While overall it was the gratification everyone had hoped for, the rest of the group was a bit overwhelming, marginalizing the person who should have been gravitated around. Noise, in this sphere, is chaos, but the forefront was better reserved for the namesake of what in this instance was an array of artists.

Jandek performing at Sonic Circuits from Denman C Anderson on Vimeo.

Everyone could tell that things had gotten of kilter, but were all breathlessly awaiting the glass-like hypnotic powers of Tim Hecker. When, finally, one of the organizers sulked onto the stage to inform us, in the way that one would share a death in the family, that Tim Hecker was sick, and would not be performing, we took it with that same reaction of woe and mourning.

As the heads of the crowd hung low, Kotra, a Nietzschean Deus Ex Machina from the Ukraine, mounted a pile of gear, and saved the day. What I have to say about this unexpected talent is that he finally brought to the table what I’d been waiting for all day: real, harsh noise. While the noise genre is dense with eclectic movements, harsh noise has been a standard from the beginning, and you can’t really call this a noise fest without it. It’s true Kotra pumped beats and synth through the system, but with the volume and abrasion that gave the feeling of standing in front of a blow dryer, in the way that only harsh noise can.

Kotra performing at Sonic Circuits from Denman C Anderson on Vimeo.

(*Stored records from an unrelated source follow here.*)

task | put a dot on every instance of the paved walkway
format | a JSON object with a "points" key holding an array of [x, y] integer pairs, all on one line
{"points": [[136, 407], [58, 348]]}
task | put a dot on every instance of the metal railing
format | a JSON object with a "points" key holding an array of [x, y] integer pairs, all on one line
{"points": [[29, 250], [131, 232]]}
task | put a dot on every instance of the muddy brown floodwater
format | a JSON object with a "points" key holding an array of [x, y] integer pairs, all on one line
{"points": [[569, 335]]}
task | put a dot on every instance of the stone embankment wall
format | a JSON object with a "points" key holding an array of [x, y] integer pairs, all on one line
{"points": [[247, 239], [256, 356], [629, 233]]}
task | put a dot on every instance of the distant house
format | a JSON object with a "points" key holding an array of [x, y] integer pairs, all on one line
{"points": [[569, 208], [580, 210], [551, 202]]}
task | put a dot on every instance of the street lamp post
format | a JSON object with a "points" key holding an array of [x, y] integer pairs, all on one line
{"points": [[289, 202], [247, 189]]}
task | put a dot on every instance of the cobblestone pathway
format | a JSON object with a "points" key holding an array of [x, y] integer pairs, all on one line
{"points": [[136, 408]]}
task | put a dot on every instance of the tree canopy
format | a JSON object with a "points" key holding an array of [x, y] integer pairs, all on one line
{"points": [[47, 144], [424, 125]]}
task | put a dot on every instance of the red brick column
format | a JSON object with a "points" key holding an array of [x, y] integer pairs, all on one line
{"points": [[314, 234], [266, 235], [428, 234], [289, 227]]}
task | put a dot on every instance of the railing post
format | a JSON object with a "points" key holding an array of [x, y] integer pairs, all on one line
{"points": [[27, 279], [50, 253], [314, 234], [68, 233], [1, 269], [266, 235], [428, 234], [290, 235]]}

After this the show began to churn. People went down to the bar, or went out for food. The next few rounds of performers began to feel like a long blur. We devotees had already been there for seven or eight hours. The true hangers on were, at this point, waiting for the Dutch spectacle known as Fckn Bstrds. And wait we did. Finally, after an eternity of free-jazz, the moment had arrived. And by that, I mean the moment the management tried to shut down the show for having gone well past its cut off time. Fortunately, enough pleading took place to allow a group who had flown in from Europe, to actually perform after several locals had forgotten that they were not the only people there.

And it was absolutely worth the wait. As the group began dragging trash across the stage for set up, one member stripped naked, and tapped foam around various parts of his body. That alone could have constituted a performance. What happened in the end was roughly ten minutes of insane fury. There was screaming, shoving, the throwing of random objects, garbage monster outfits, full frontal nudity, and all set to the soundtrack of blaring disharmony over the system. A full pit, much more apt for a hard core show than this, erupted, and I held my camera out until it was absolutely no longer safe to do so. But in the end I was able to get the proof that this happened, and I could not be happier to present my first *NSFW* video.

Fckn Bstrds performing at Sonic Circuits from Denman C Anderson on Vimeo.

Dead is the only way I could describe everyone, after what seemed like a fest cum eternity. We all hobbled home to recover before the final day of this week long excursion.